En “La invención de México” (Planeta, 2008), Héctor Aguilar Camín escribe sobre el nacionalismo revolucionario –la justificación ideológica del PRI durante sus primeros 50 años-: “Fue indigenista y antiespañol, como el patriotismo criollo, pero también fue proteccionista y tutelar, como las leyes de Indias (…); fue jacobino, laico y republicano, como la reforma liberal, pero no fue democrático, sino centralizador, presidencialista y autoritario”.

 

 
La historia del Revolucionario Institucional –Octavio Paz señalaría la aparente contradicción de ser “revolucionario” y también “institucional”- no puede entenderse sin la Revolución Mexicana. Tras años de lucha intestina, Plutarco Elías Calles tuvo la visión de aglutinar las fuerzas regionales que, tras el conflicto, se quedaron con poder y fusiles, pero sin organización. Calles les dio a estos caciques y “hombres fuertes” una arena política –el Partido Nacional Revolucionario (PNR)- para gestionar el reparto del poder. Se podría decir que, tras bambalinas, la agrupación buscaba evitar nuevos alzamientos rupturistas de corte caciquil.

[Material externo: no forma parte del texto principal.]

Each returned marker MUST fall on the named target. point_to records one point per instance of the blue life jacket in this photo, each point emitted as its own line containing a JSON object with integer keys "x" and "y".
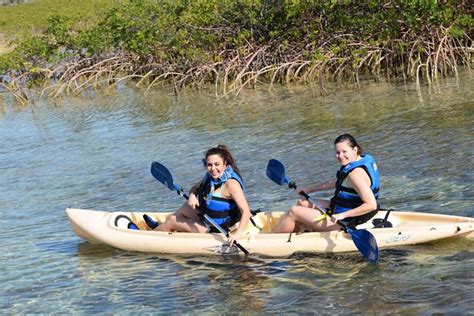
{"x": 347, "y": 198}
{"x": 224, "y": 212}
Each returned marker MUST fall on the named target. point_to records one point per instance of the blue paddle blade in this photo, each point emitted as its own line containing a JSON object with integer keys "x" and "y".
{"x": 276, "y": 172}
{"x": 163, "y": 175}
{"x": 365, "y": 243}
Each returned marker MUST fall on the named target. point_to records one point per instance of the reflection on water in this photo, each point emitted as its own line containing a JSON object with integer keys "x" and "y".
{"x": 95, "y": 152}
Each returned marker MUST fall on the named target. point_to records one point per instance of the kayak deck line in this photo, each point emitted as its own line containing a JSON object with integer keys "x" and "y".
{"x": 409, "y": 228}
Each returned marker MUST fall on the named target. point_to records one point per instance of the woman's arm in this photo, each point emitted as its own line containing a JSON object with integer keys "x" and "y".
{"x": 360, "y": 181}
{"x": 237, "y": 194}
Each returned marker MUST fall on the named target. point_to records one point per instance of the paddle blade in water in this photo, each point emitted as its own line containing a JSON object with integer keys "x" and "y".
{"x": 163, "y": 175}
{"x": 366, "y": 244}
{"x": 276, "y": 172}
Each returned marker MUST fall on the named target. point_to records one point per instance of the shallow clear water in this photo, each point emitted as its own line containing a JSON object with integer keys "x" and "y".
{"x": 95, "y": 152}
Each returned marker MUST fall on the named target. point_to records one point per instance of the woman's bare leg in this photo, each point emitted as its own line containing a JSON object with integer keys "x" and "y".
{"x": 304, "y": 213}
{"x": 184, "y": 220}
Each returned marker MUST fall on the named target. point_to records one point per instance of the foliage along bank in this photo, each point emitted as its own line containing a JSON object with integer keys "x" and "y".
{"x": 235, "y": 44}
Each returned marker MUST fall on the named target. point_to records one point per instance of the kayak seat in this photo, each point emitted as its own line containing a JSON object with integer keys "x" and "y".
{"x": 150, "y": 221}
{"x": 382, "y": 222}
{"x": 123, "y": 221}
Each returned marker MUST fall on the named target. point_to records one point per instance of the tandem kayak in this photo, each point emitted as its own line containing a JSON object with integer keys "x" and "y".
{"x": 408, "y": 228}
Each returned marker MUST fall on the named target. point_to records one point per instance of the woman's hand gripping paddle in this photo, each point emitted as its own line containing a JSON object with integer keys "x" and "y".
{"x": 162, "y": 174}
{"x": 363, "y": 239}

Con la Revolución había sido suficiente.

 

 
Ya con Lázaro Cárdenas en la silla –y con Calles en el exilio-, el PNR pasaría a llamarse Partido de la Revolución Mexicana (PRM). Éste general michoacano fue el verdadero arquitecto del poder tricolor. Fue él quien le dio el carácter corporativo que sustentaría su fuerza partidista durante las siguientes décadas, al crear los “sectores” de aglutinación social del partido: popular, obrero, campesino y militar, éste último siendo eliminado, afortunadamente, unos años después. Ya en 1946, sería Miguel Alemán quien le bautizaría con el mítico “PRI”.

 

 
Éstas siglas han sido sinónimo de instituciones sociales trascendentales para los mexicanos –la creación del IMSS, del ISSSTE, de la Comisión Nacional de Libros de Textos Gratuitos, etc.- pero también de represión, antidemocracia y en no pocas ocasiones, corrupción –el 68, el “fraude patriótico” en 1986, diversos exgobernadores-. Yo entiendo: son raros los caminos que solo son en línea recta; más si han durado 88 años. Es entendible que el PRI, sobre todo por su historia en los gobiernos nacionales, no sea visto siempre como el mejor aliado de la ciudadanía. Después de todo, gobernar es siempre tarea desgastante, sujeta al juicio de la historia, a las variables económicas, pero también al humor social del momento.

 

 
El sábado pasado, el PRI cumplió 88 años. Es, probablemente, en términos de imagen y aceptación, su segundo momento más difícil siendo gobierno –el primero siendo la derrota del 2000-. En vísperas de la celebración, Francisco Labastida, excandidato presidencial, reconoció que “los problemas del país son los problemas del partido”, y admitió que deben tener mayor firmeza para combatir la corrupción. César Camacho, exlíder nacional, admite que “no obstante que es el partido con el mayor número de militantes, estos resultan insuficientes para ganar una elección”, por lo que tienen que evitar la “miopía”. Otro expresidente nacional, Pedro Joaquín Coldwell, sostiene que “el partido afronta (…) el escepticismo y censura de un segmento de la sociedad que está cuestionando a los partidos políticos” (Reforma, 03/03/17).

 

 
Lo he escrito antes y lo escribo ahora: el PRI es la organización política más grande e importante de nuestro país, y no exagero al decir que reformar al PRI para bien es, en cierta medida, reformar a México para bien. El PRI no debe esperar a ver si pierde el Estado de México o el 2018 para iniciar su transición de un partido de sectores corporativos a uno de ciudadanos, cosa que nunca ha sido –la catarsis en la victoria puede que sea más cómoda que en la derrota, pero seguro es menos profunda-.

 

 
El primer paso, sabido por todos los priistas, es acabar con el pecado cultural-político del partido: los criterios muchas veces arbitrarios –y siempre secretos- en su selección de candidatos, que suelen priorizar nombres, complicidades, cuotas, todo, antes que méritos, y de paso desaniman las aspiraciones de crecimiento del priista común por sentir que “todo está arreglado”. Democracia interna no como idealismo, no como eterna bandera disidente, sino como medida de justicia para con la militancia y como condición mínima para el salto al siglo XXI. Los jerarcas priistas deben, ya no digo devolver porque sería mentir, pero dar más poder al militante que sí cree en el tricolor y sí se la juega por éste. Sin su base de gente, el PRI son solo cuatro o cinco individuos.